The Moving Finger 3 (Chapters 6 – 10)



Miss Marple doesn’t appear in the book until the tenth chapter!!! But she is finally in the village.

After Mrs Symmington’s death, the coroner concludes that the woman committed suicide. This is not the end of the problems in the village. The anonymous letters continue hitting the villagers, and the only person who apparently hasn’t got one is Elsie Holland, the governess, which Jerry finds strange. Then after a few days of staying with Jerry and Joanna, Megan suddenly decides to go home, which the siblings find strange. The fact that she decided to leave after a visit from Miss Griffith, the doctor’s sister, makes Jerry wonder if the woman was the reason why Megan has left. When Jerry runs into Miss Griffith, the woman admits that she hinted that Megan should go back home. However, the reason why she did it is different to what Jerry thought. Miss Griffith had no problem with Megan staying with him and Joanna, but with her staying away from home. Apparently, people’s tongues were already wagging as Elsie Holland was now in the house alone with Mr Symmington, and there were already rumours that Elsie might be planning to become the second Mrs Symmington. So that is the reason why Miss Griffith was so concerned about Megan not living at home. The woman doesn’t think that there is an truth in it, but as Jerry has heard countless times already, there is no smoke without fire. Maybe there is something there after all.

Then there is another death. Agnes, the maid working for the Symmingtons, phones Partridge, who works for Joanna and Jerry. Partridge took her under her wing when the young woman started as a maid for Miss Barton, so she is a woman Agnes feels she can trust. Partridge is a bit miffed because she doesn’t think that it is proper to receive calls. Yet, she asks Joanna if she can have Agnes over at teatime, and naturally, Joanna gives her permission. Then Agnes doesn’t turn up, and when Partridge tells Joanna and Jerry, the latter grows concerned. For some reason he has the hunch that Agnes not turning up is important. So he calls the Symmingtons and Elsie gets the call, and she tells him that Agnes hasn’t returned yet. However, Jerry can’t explain his worries and let it go.

The following morning Jerry is woken by a call. It is Megan, who is very upset, as she discovered the body of Agnes in a cupboard under the stairs. Jerry rushes there, and he learns that Agnes never left the house as she was still in her cap and uniform. The killer hit her in the head and then stabbed something similar to a skewer through her neck.

The police who were already investigating the anonymous letters come.

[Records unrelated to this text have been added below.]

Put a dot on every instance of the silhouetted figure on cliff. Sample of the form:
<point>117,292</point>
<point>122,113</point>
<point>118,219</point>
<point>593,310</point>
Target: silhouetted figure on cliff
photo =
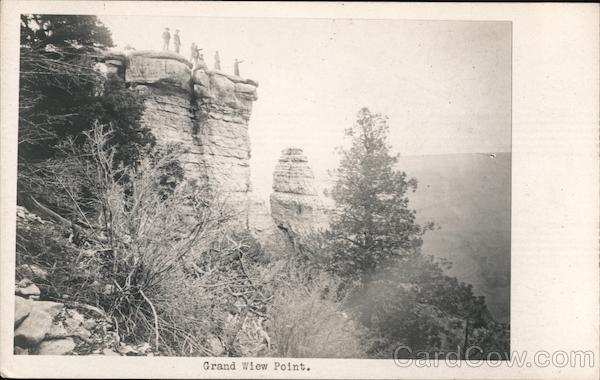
<point>217,61</point>
<point>166,38</point>
<point>176,41</point>
<point>236,67</point>
<point>201,64</point>
<point>194,53</point>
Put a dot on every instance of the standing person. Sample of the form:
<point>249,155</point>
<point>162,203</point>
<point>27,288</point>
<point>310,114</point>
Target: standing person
<point>166,39</point>
<point>194,54</point>
<point>217,61</point>
<point>176,41</point>
<point>236,67</point>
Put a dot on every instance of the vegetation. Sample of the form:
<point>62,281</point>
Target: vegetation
<point>165,260</point>
<point>400,295</point>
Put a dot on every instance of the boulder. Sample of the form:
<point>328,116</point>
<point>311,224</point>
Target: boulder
<point>49,307</point>
<point>33,329</point>
<point>29,291</point>
<point>56,347</point>
<point>32,272</point>
<point>22,309</point>
<point>154,67</point>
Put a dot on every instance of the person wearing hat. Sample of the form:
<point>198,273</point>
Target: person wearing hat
<point>166,39</point>
<point>176,41</point>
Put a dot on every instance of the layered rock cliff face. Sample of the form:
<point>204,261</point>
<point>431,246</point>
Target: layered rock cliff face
<point>295,205</point>
<point>206,112</point>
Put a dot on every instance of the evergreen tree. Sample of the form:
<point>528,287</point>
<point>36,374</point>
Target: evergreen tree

Jerry finds himself involved in the case and thinking about the possibilities. We learn that the day Mrs Symmington killed herself, Agnes was supposed to be out of the house in her afternoon off. However, she had a row with her boyfriend and returned to the house. So Jerry and the police think that Agnes must have seen someone leaving the letter which people believe pushed her to commit suicide. People say that Agnes was not a very bright girl, so she must have been unsure about what she saw, and that is why she must have wanted to talk to Partridge.

The police think that Agnes’s killer is the same person who writes the letters. Inspector Graves, who is an expert in this kind of offences, thinks that the person who writes those letters is a middle-aged woman, and she is likely to be a woman of means. They have found the typewriter which has been used to type the addresses on the envelopes, and it is one which Mr Symmington donated to the Women’s Institute, so this means anybody could have access to it. Then Jerry finds in his bookcase a book from which some pages had been ripped off, and he guesses correctly that this is the book that has been used to cut out the letters for the anonymous missives, and he tells the police. Some of the women that Jerry and the police have listed as possible suspects are Miss Ginch, Mr Symmington, former secretary, Miss Barton, Jerry’s landlady, and even Mr Pye, the effeminate neighbour. I think that the police and Jerry are following a false scent, and the culprit is none of them.

Then the vicar’s wife, Mrs Dane Calthrop, is outraged by the poisonous letters and what consequences they are bringing about. She comes to Jerry, telling him that something must be done, and she is going to call a professional, which Jerry takes for someone from Scotland Yard. Yet, when he and Joanna go to visit the vicarage, there is a guest, who is none other than Miss Marple. They start talking about the letters and Agnes’s murder, and even though Miss Marple has just arrived, she seems to know about the goings-on in the village. One of the things that she finds quite curious is the fact that Elsie has never received any poisonous letters, especially as the people who are targeted are women whose attractiveness makes it easy for the person who writes the letters to invent a rumour. I think I know who the killer is, and so far the police and Jerry are far from the right trail.